The Panasonic Pagoda is one of the most recognizable structures at the Indianapolis Motor Speedway and in worldwide motorsports.  The current Panasonic Pagoda was built during the massive construction project from 1998-2000 at IMS that included the original, 2.605-mile road course, Formula One-style pit side garages and media center. The Panasonic Pagoda towers in its magnificence centered on the start-finish line. It has nine tiers or viewing levels and reaches a height of 153 feet, equal to a 13-story building. The flagpole on top extends to 199 feet. The glass panels facing the main straightaway were built in England.

Housed in the new Panasonic Pagoda are state-of-the-art facilities for race control, safety, timing and scoring and radio broadcast booths. Behind the new Panasonic Pagoda tower is the Pagoda Plaza area, a focal point for spectators who wish to take a break from viewing the on-track action.

The Panasonic Pagoda Plaza is fully landscaped with grass and a brick walkway shaped like the oval. A 36-inch strip of bricks runs from the track’s start/finish line, underneath the Panasonic Pagoda tower and into the middle of the plaza. Large video screens show on-track action and messages. The area is an ideal location for spectators and families to relax.

The Yard of Bricks at the Indianapolis Motor Speedway is some of the most hallowed ground in worldwide motorsports.  In a span of 63 days in fall 1909, 3.2 million paving bricks, each weighing 9.5 pounds, were laid on top of the original surface of crushed rock and tar to upgrade the Speedway.

Asphalt gradually was added to various section of the brick surface, with patches added to rougher sections of the turns in 1936 and all turns being completely paved with asphalt in 1937. In 1938, the entire track was paved with asphalt except for the middle portion of the front straightaway.

In October 1961, the remaining bricks on the front straightaway were covered with asphalt. A 36-inch strip of the original bricks was kept intact at the start/finish line, where it remains today as the fabled Yard of Bricks.
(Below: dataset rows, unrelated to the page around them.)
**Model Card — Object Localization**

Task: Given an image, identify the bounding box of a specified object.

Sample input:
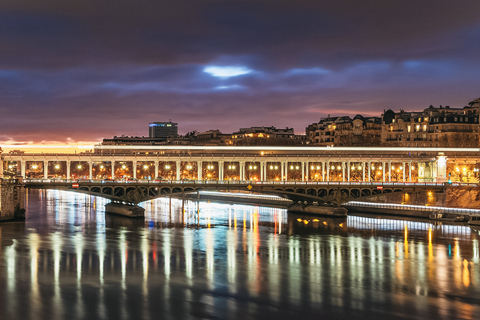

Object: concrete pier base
[105,202,145,218]
[288,204,347,217]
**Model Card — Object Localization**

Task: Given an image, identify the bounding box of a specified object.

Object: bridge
[3,146,479,184]
[4,145,480,217]
[23,178,462,214]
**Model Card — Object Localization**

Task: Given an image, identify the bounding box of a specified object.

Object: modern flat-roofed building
[149,121,178,139]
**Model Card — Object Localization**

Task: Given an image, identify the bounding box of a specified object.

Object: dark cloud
[0,0,479,143]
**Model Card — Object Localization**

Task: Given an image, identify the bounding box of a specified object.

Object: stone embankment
[0,178,25,221]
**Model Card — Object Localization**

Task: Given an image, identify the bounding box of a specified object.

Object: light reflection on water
[0,189,479,319]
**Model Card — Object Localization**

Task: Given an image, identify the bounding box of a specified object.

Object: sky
[1,0,479,145]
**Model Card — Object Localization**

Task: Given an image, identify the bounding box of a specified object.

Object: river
[0,189,479,319]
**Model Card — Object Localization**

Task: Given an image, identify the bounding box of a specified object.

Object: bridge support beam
[219,161,224,180]
[111,160,115,180]
[409,161,412,182]
[285,162,289,181]
[260,162,264,181]
[21,160,26,178]
[133,161,137,179]
[326,161,330,182]
[305,162,309,182]
[197,161,202,180]
[44,160,48,179]
[362,162,365,181]
[322,162,325,181]
[89,161,93,179]
[66,162,71,179]
[367,161,371,182]
[301,162,305,181]
[388,161,392,182]
[176,160,181,180]
[347,161,351,181]
[402,162,406,182]
[382,162,386,182]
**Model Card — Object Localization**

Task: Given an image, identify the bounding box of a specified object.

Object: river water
[0,189,479,320]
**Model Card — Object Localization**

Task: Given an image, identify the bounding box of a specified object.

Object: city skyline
[1,0,479,145]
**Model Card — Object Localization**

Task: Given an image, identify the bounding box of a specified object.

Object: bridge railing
[21,178,478,188]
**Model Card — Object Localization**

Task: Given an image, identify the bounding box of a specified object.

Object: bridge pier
[105,202,144,218]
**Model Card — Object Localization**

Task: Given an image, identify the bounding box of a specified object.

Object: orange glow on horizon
[1,143,97,154]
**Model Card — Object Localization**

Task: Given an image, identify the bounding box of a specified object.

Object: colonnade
[4,158,436,182]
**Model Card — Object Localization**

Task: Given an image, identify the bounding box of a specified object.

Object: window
[455,117,457,121]
[407,125,411,132]
[423,125,427,131]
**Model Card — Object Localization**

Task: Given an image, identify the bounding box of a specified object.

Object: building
[148,121,178,139]
[306,115,381,146]
[381,104,479,147]
[228,126,300,145]
[307,97,480,147]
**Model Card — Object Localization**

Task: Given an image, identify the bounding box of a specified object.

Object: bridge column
[133,161,137,179]
[367,161,371,182]
[305,161,309,182]
[89,161,93,179]
[409,161,412,182]
[219,161,224,180]
[260,162,264,181]
[44,160,48,179]
[154,161,159,179]
[240,161,245,180]
[280,162,284,181]
[301,162,305,182]
[176,160,181,180]
[326,161,330,182]
[382,162,386,182]
[197,161,202,180]
[322,162,325,181]
[111,160,115,180]
[402,162,406,182]
[21,160,26,178]
[342,162,345,182]
[347,161,351,181]
[66,161,71,179]
[362,162,365,181]
[388,161,392,182]
[285,161,288,181]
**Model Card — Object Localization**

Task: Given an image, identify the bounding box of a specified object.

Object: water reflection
[0,189,479,319]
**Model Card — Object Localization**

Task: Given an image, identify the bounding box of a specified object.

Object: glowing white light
[203,66,252,78]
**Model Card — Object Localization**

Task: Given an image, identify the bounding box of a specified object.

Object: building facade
[149,121,178,139]
[307,97,480,147]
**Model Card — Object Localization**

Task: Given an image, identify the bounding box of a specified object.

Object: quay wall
[365,188,480,209]
[0,179,25,221]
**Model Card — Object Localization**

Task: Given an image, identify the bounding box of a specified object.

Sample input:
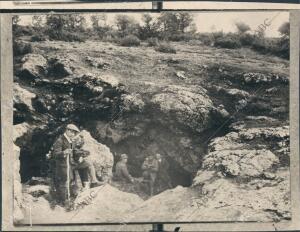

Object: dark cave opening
[18,124,196,190]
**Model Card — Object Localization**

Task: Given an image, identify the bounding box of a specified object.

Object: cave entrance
[108,132,197,190]
[18,127,58,183]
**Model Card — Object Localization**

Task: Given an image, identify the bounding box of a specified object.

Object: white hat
[121,154,128,159]
[66,124,80,132]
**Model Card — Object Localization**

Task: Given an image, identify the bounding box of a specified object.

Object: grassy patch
[155,42,176,54]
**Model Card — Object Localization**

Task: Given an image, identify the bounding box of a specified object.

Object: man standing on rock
[114,154,134,183]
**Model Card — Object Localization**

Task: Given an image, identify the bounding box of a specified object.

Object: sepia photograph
[11,11,291,225]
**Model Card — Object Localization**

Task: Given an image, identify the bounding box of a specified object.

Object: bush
[250,36,289,59]
[102,36,120,44]
[276,37,289,59]
[212,31,224,40]
[239,33,255,46]
[146,37,159,47]
[155,42,176,54]
[198,34,214,46]
[13,25,34,37]
[251,37,268,53]
[188,39,203,46]
[214,35,241,49]
[119,35,141,47]
[31,34,47,42]
[13,40,32,56]
[47,30,86,42]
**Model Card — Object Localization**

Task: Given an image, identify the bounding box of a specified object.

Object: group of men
[114,153,172,196]
[48,124,173,208]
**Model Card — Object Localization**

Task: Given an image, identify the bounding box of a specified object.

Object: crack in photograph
[12,11,290,224]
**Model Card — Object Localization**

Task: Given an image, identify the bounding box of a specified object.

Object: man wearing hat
[52,124,100,206]
[114,154,134,183]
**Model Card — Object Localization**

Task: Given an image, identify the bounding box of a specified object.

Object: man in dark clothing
[52,124,101,206]
[114,154,134,183]
[141,155,159,196]
[154,153,172,194]
[52,124,79,206]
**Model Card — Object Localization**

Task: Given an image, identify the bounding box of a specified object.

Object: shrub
[276,37,289,59]
[13,25,34,37]
[239,33,255,46]
[212,31,224,40]
[168,33,185,42]
[47,30,86,42]
[155,42,176,54]
[198,34,214,46]
[265,37,290,59]
[251,37,268,53]
[31,34,47,42]
[103,36,120,44]
[250,36,289,59]
[13,40,32,56]
[119,35,141,47]
[146,37,159,47]
[188,39,203,46]
[214,35,241,49]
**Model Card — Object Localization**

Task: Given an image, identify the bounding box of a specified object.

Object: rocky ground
[13,38,290,224]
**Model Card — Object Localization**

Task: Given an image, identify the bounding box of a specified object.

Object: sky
[19,11,289,37]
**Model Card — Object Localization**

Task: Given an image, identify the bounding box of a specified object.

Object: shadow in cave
[166,156,193,187]
[18,125,61,183]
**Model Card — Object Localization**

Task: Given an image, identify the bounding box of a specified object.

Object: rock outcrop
[189,169,290,222]
[13,84,36,111]
[21,184,144,224]
[150,85,215,133]
[13,122,31,142]
[243,72,289,84]
[48,55,75,77]
[203,149,279,178]
[190,123,290,222]
[79,130,114,181]
[20,53,47,80]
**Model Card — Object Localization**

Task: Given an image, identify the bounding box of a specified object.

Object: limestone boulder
[188,169,291,222]
[214,86,250,100]
[242,72,289,84]
[207,126,290,166]
[150,85,214,133]
[239,126,289,141]
[85,56,110,69]
[48,56,74,78]
[121,93,145,113]
[79,130,114,181]
[13,83,36,111]
[20,53,47,80]
[203,149,279,178]
[13,122,31,142]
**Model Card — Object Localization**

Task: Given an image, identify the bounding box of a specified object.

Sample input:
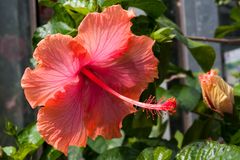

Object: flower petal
[37,77,135,154]
[84,36,158,139]
[21,34,83,108]
[89,35,158,95]
[33,34,80,71]
[199,70,234,114]
[83,80,136,140]
[37,83,87,155]
[21,68,79,108]
[75,5,135,62]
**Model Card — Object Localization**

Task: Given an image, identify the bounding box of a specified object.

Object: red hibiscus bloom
[21,5,176,154]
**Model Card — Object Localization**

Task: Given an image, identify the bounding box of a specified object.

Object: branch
[186,36,240,45]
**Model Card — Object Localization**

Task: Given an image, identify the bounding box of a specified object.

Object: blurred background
[0,0,239,146]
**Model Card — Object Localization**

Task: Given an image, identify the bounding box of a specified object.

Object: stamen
[81,68,176,113]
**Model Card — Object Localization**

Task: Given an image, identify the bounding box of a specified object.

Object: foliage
[176,141,240,160]
[215,5,240,38]
[1,123,44,160]
[1,0,240,159]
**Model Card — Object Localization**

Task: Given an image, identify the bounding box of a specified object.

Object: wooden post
[175,0,222,132]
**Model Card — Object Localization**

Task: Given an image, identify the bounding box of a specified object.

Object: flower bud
[199,70,234,115]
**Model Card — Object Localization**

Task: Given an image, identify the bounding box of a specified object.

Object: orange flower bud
[199,70,234,115]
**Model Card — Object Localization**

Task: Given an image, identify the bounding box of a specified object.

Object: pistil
[81,67,176,113]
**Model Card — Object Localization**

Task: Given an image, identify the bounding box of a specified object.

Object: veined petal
[199,70,234,114]
[81,68,175,114]
[79,35,175,115]
[21,67,79,108]
[21,5,176,156]
[75,5,135,62]
[89,35,158,92]
[37,78,135,154]
[84,82,136,140]
[33,34,82,73]
[21,34,83,108]
[37,83,87,155]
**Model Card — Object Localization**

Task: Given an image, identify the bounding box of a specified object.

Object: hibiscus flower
[199,70,233,115]
[21,5,176,154]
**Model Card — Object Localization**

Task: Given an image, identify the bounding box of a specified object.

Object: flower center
[81,67,176,114]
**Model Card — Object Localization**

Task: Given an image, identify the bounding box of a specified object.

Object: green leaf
[167,63,194,79]
[156,16,215,72]
[215,24,240,38]
[149,118,168,138]
[5,121,18,137]
[39,0,97,25]
[106,135,125,150]
[32,3,77,48]
[13,145,40,160]
[102,0,167,17]
[185,73,201,92]
[233,85,240,122]
[215,0,231,5]
[2,146,16,157]
[2,123,43,160]
[102,0,126,6]
[169,85,201,111]
[230,129,240,145]
[174,131,184,149]
[137,148,154,160]
[39,146,62,160]
[183,119,206,145]
[193,101,211,115]
[38,0,56,7]
[10,123,44,160]
[156,87,173,100]
[131,16,155,36]
[153,42,172,84]
[17,123,43,146]
[68,146,84,160]
[0,146,2,158]
[156,16,181,33]
[230,7,240,22]
[234,83,240,96]
[153,147,172,160]
[151,27,175,43]
[183,119,221,146]
[97,147,140,160]
[128,0,167,18]
[88,137,108,154]
[33,21,77,47]
[176,141,240,160]
[97,0,104,6]
[137,146,172,160]
[62,0,97,13]
[0,146,15,160]
[175,35,216,72]
[102,0,166,18]
[62,0,97,24]
[88,133,124,154]
[234,95,240,121]
[129,137,177,149]
[123,110,156,138]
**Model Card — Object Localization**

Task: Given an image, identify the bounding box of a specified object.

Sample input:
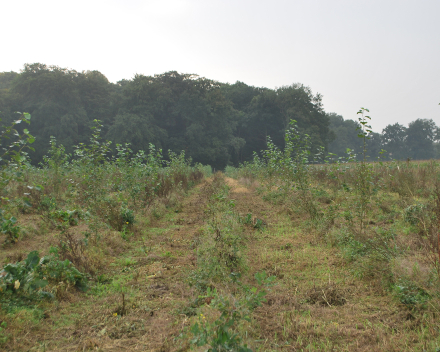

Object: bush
[392,279,431,307]
[190,272,275,351]
[0,211,20,244]
[404,203,426,225]
[121,207,135,226]
[0,250,87,308]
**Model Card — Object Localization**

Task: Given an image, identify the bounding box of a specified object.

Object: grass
[1,155,440,351]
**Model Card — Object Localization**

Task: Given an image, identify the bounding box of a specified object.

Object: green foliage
[242,213,253,225]
[0,210,20,243]
[42,249,87,291]
[190,301,253,352]
[0,321,8,345]
[392,279,431,307]
[285,120,320,219]
[3,64,440,166]
[120,225,134,241]
[39,195,57,212]
[0,112,35,167]
[0,112,35,227]
[403,203,426,225]
[42,136,70,169]
[41,136,70,195]
[49,209,80,227]
[245,119,322,220]
[253,218,264,230]
[190,272,275,352]
[0,251,87,309]
[121,207,135,226]
[351,107,376,235]
[2,65,338,168]
[74,119,112,166]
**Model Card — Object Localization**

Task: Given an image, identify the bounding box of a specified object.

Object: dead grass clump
[148,200,167,220]
[391,256,432,287]
[189,169,204,184]
[93,195,124,231]
[306,284,347,306]
[237,177,257,188]
[58,230,93,274]
[50,280,77,301]
[162,188,185,211]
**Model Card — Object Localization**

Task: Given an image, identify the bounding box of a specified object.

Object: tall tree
[406,119,438,160]
[381,123,408,159]
[0,72,20,125]
[0,72,18,90]
[327,113,362,157]
[276,84,330,153]
[113,71,237,169]
[10,64,114,162]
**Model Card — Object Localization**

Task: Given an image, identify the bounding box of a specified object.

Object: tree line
[327,113,440,161]
[0,64,438,168]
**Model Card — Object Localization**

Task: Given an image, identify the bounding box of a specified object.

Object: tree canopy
[0,63,438,167]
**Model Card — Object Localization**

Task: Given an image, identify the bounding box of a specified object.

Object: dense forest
[0,64,438,168]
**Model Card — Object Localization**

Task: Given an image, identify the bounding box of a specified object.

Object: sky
[1,0,439,132]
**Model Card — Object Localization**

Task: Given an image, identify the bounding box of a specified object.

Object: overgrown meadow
[1,111,440,351]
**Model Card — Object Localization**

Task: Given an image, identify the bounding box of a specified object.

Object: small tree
[0,112,35,243]
[0,112,35,198]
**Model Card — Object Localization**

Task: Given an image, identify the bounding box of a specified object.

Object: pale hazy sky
[2,0,439,131]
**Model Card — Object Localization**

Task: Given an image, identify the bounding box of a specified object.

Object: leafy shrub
[0,211,20,244]
[43,250,87,290]
[392,279,431,307]
[190,272,275,351]
[39,195,57,212]
[120,225,134,241]
[121,207,135,225]
[253,218,265,230]
[242,213,253,225]
[403,203,426,225]
[0,321,8,345]
[96,196,123,230]
[50,209,80,226]
[0,250,87,308]
[22,184,44,211]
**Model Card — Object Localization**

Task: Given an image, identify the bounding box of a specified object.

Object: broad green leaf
[25,251,40,269]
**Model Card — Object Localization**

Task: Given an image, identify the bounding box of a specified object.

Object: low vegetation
[0,110,439,351]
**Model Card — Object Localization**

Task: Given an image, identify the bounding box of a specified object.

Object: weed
[41,136,71,197]
[39,195,57,212]
[242,213,253,225]
[392,279,431,308]
[190,272,274,351]
[121,207,135,225]
[0,211,20,244]
[404,203,426,226]
[253,218,265,230]
[0,321,8,345]
[0,250,86,310]
[352,107,376,236]
[57,231,91,274]
[120,225,134,241]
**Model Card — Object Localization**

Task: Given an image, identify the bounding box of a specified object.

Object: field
[1,120,440,351]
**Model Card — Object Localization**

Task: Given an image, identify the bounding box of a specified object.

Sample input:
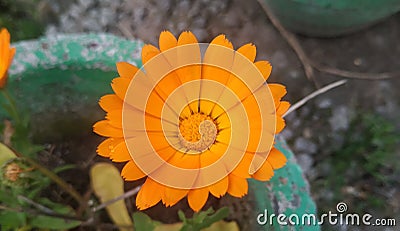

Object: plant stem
[0,204,86,222]
[22,156,86,205]
[1,88,21,124]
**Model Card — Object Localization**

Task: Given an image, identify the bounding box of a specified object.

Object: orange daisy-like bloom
[94,31,290,212]
[0,28,16,88]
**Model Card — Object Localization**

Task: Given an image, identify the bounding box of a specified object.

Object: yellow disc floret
[179,112,217,153]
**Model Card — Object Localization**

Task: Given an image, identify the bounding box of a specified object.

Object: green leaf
[90,163,133,230]
[179,207,230,231]
[30,214,80,230]
[0,210,27,229]
[193,207,214,223]
[0,189,14,202]
[133,212,161,231]
[178,210,186,222]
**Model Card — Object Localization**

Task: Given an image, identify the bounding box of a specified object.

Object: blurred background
[1,0,399,230]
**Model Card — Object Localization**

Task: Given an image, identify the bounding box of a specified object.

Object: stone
[280,128,293,140]
[271,51,289,69]
[296,154,313,175]
[294,137,317,154]
[316,98,332,109]
[329,106,350,132]
[77,0,93,9]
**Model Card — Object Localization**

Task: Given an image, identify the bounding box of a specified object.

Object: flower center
[179,112,217,153]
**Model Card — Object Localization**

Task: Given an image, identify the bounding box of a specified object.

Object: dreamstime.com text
[257,202,397,227]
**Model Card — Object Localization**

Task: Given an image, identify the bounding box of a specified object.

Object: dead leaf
[0,142,16,167]
[90,163,133,231]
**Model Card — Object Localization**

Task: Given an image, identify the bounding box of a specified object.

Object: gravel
[44,0,231,44]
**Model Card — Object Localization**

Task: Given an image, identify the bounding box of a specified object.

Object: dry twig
[283,80,348,118]
[92,185,141,212]
[118,21,135,39]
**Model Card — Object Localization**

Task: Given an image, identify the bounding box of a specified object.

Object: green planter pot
[5,34,319,230]
[264,0,400,37]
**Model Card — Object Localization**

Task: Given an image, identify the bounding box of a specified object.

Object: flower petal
[116,62,139,79]
[159,30,177,52]
[111,77,131,100]
[8,47,16,68]
[255,61,272,81]
[141,44,160,64]
[97,138,123,157]
[230,152,253,178]
[167,151,200,169]
[236,43,256,62]
[174,31,201,106]
[177,31,198,45]
[252,160,274,181]
[267,148,287,170]
[106,109,123,128]
[96,138,113,157]
[93,120,123,137]
[227,174,248,198]
[269,83,287,103]
[99,94,123,112]
[121,160,146,181]
[209,34,233,49]
[208,176,228,198]
[162,186,189,207]
[277,101,290,116]
[276,115,286,133]
[187,187,209,212]
[110,141,132,162]
[202,34,234,86]
[201,144,225,168]
[136,178,163,210]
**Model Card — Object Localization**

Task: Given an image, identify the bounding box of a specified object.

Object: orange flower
[94,31,290,212]
[0,28,16,88]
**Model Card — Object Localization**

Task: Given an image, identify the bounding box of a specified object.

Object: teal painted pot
[5,34,318,230]
[264,0,400,37]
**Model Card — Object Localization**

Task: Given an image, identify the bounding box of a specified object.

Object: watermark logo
[257,202,397,227]
[336,202,347,213]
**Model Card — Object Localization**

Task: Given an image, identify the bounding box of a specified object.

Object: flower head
[0,28,16,88]
[94,31,290,211]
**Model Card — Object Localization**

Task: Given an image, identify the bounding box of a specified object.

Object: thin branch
[118,21,135,39]
[311,63,400,80]
[283,80,347,118]
[92,186,141,212]
[1,89,22,124]
[257,0,399,81]
[17,195,55,214]
[76,188,93,218]
[257,0,316,83]
[0,204,86,222]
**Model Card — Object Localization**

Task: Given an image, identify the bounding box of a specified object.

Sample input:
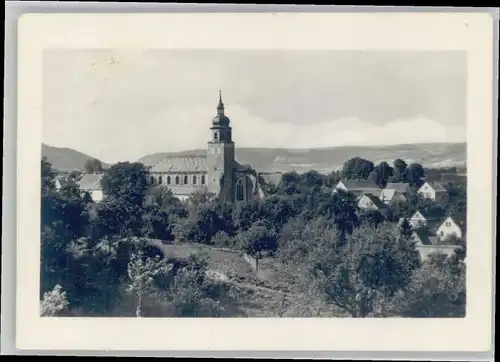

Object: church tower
[206,91,235,202]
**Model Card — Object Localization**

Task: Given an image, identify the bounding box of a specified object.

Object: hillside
[138,142,466,173]
[42,143,110,172]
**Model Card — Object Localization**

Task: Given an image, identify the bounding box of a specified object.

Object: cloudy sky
[43,49,466,164]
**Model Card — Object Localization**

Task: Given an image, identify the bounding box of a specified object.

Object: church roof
[150,155,208,173]
[212,90,230,127]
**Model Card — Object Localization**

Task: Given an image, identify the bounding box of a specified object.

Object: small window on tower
[214,132,218,141]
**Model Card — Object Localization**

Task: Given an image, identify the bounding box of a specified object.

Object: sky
[43,49,466,164]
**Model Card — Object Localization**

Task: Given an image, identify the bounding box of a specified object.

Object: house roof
[54,176,69,187]
[360,193,386,209]
[422,181,448,192]
[385,182,411,193]
[258,172,283,186]
[380,189,397,202]
[150,155,208,173]
[77,174,103,191]
[413,227,439,245]
[417,208,446,221]
[338,179,379,190]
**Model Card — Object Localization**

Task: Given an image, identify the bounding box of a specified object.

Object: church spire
[217,89,225,115]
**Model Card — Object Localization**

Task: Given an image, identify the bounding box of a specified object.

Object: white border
[16,12,495,352]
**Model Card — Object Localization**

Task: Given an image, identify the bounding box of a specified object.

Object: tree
[358,209,386,227]
[307,223,420,317]
[405,163,425,187]
[84,158,103,174]
[390,158,408,182]
[238,220,278,272]
[369,161,393,187]
[127,252,164,317]
[40,284,70,316]
[398,218,413,238]
[41,157,56,195]
[342,157,375,180]
[141,204,174,241]
[101,162,150,206]
[174,203,225,244]
[391,254,465,317]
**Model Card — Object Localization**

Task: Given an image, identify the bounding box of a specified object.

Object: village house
[434,214,466,241]
[409,210,465,246]
[417,181,449,203]
[379,183,409,204]
[357,193,387,211]
[408,208,446,229]
[76,173,104,203]
[333,179,381,199]
[54,175,68,191]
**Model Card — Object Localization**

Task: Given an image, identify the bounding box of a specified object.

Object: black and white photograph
[40,49,468,319]
[13,10,495,354]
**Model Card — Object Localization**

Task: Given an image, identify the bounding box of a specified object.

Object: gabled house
[333,179,382,198]
[379,189,407,204]
[54,175,68,191]
[434,213,466,241]
[412,226,439,246]
[417,181,449,203]
[411,223,464,261]
[408,208,446,229]
[76,173,104,203]
[385,182,411,194]
[357,193,386,211]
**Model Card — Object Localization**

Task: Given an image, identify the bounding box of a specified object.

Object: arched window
[236,179,244,201]
[201,175,205,185]
[193,175,197,185]
[167,176,171,185]
[150,176,155,185]
[175,176,180,185]
[214,132,218,141]
[158,176,163,185]
[184,175,188,185]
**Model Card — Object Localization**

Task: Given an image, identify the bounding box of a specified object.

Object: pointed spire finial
[217,89,224,114]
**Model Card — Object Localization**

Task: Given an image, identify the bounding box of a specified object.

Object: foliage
[369,161,393,187]
[40,154,467,318]
[84,158,103,174]
[238,220,278,258]
[141,204,174,241]
[389,254,466,317]
[101,162,150,206]
[390,158,408,183]
[127,252,164,317]
[404,163,425,187]
[342,157,375,180]
[40,285,69,317]
[306,223,421,317]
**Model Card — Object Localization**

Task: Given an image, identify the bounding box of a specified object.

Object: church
[149,92,265,203]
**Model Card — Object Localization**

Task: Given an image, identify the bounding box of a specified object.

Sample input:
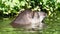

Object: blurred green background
[0,0,60,34]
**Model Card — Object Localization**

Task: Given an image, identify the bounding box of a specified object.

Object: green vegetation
[0,0,60,34]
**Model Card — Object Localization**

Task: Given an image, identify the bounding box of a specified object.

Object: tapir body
[10,9,47,30]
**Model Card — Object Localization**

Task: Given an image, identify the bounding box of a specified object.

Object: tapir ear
[31,11,34,18]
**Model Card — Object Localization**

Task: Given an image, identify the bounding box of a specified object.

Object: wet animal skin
[10,9,47,31]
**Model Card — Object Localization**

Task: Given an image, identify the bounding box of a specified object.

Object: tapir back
[10,9,33,28]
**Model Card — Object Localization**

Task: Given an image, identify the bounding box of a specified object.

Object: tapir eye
[43,13,46,16]
[40,13,46,17]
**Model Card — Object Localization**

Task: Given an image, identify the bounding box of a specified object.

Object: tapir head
[38,12,47,22]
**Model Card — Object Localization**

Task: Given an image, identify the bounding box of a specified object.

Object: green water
[0,11,60,34]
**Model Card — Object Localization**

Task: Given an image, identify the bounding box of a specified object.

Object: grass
[0,11,60,34]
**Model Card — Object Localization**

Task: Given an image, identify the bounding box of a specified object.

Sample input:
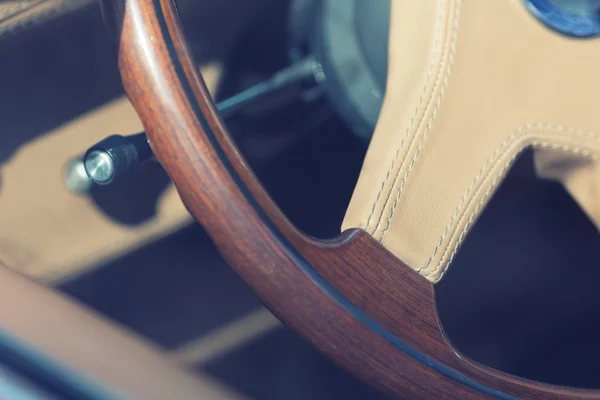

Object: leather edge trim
[0,0,95,41]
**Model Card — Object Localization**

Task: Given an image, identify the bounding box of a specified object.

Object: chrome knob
[84,150,116,185]
[83,133,152,185]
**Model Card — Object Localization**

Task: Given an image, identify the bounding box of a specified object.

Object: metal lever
[77,56,322,188]
[84,133,151,185]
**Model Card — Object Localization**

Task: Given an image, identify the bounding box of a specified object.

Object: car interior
[1,0,600,398]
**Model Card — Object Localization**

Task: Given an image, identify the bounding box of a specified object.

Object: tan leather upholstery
[0,0,277,282]
[0,0,93,40]
[0,261,246,399]
[0,97,190,281]
[0,65,221,282]
[343,0,600,282]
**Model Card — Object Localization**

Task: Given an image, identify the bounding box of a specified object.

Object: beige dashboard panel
[0,67,222,282]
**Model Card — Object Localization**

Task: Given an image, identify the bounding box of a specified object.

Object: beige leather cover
[343,0,600,282]
[0,0,93,40]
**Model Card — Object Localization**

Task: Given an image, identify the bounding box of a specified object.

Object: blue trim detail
[151,0,519,398]
[525,0,600,38]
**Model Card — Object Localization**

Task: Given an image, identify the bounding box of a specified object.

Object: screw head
[84,150,116,185]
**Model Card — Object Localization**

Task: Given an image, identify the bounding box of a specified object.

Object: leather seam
[0,1,54,22]
[435,139,599,280]
[364,0,445,233]
[376,0,462,241]
[0,3,35,21]
[0,0,72,39]
[421,125,600,281]
[419,124,600,275]
[434,139,598,282]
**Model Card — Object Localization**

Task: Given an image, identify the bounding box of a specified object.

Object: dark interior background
[2,0,600,398]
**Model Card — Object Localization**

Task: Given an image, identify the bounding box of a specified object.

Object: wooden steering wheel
[104,0,600,398]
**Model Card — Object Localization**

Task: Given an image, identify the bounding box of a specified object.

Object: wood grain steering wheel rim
[103,0,600,398]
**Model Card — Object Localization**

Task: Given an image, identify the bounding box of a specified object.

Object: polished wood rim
[106,0,600,398]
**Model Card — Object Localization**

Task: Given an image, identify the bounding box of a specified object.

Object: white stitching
[417,124,600,273]
[430,130,600,277]
[377,0,462,241]
[0,1,51,21]
[432,141,598,282]
[364,0,445,233]
[421,128,600,281]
The Kissing of the BricksThe tradition of "kissing the bricks" was started by NASCAR champion Dale Jarrett. After his Brickyard 400 victory in 1996, Jarrett and crew chief Todd Parrott decided to walk out to the start-finish line, kneel and kiss the Yard of Bricks to pay tribute to the fabled history of the Indianapolis Motor Speedway.

The team joined them for a group kiss on the bricks, and an Indianapolis tradition was born that Indianapolis 500 and Brickyard 400 winners have followed since.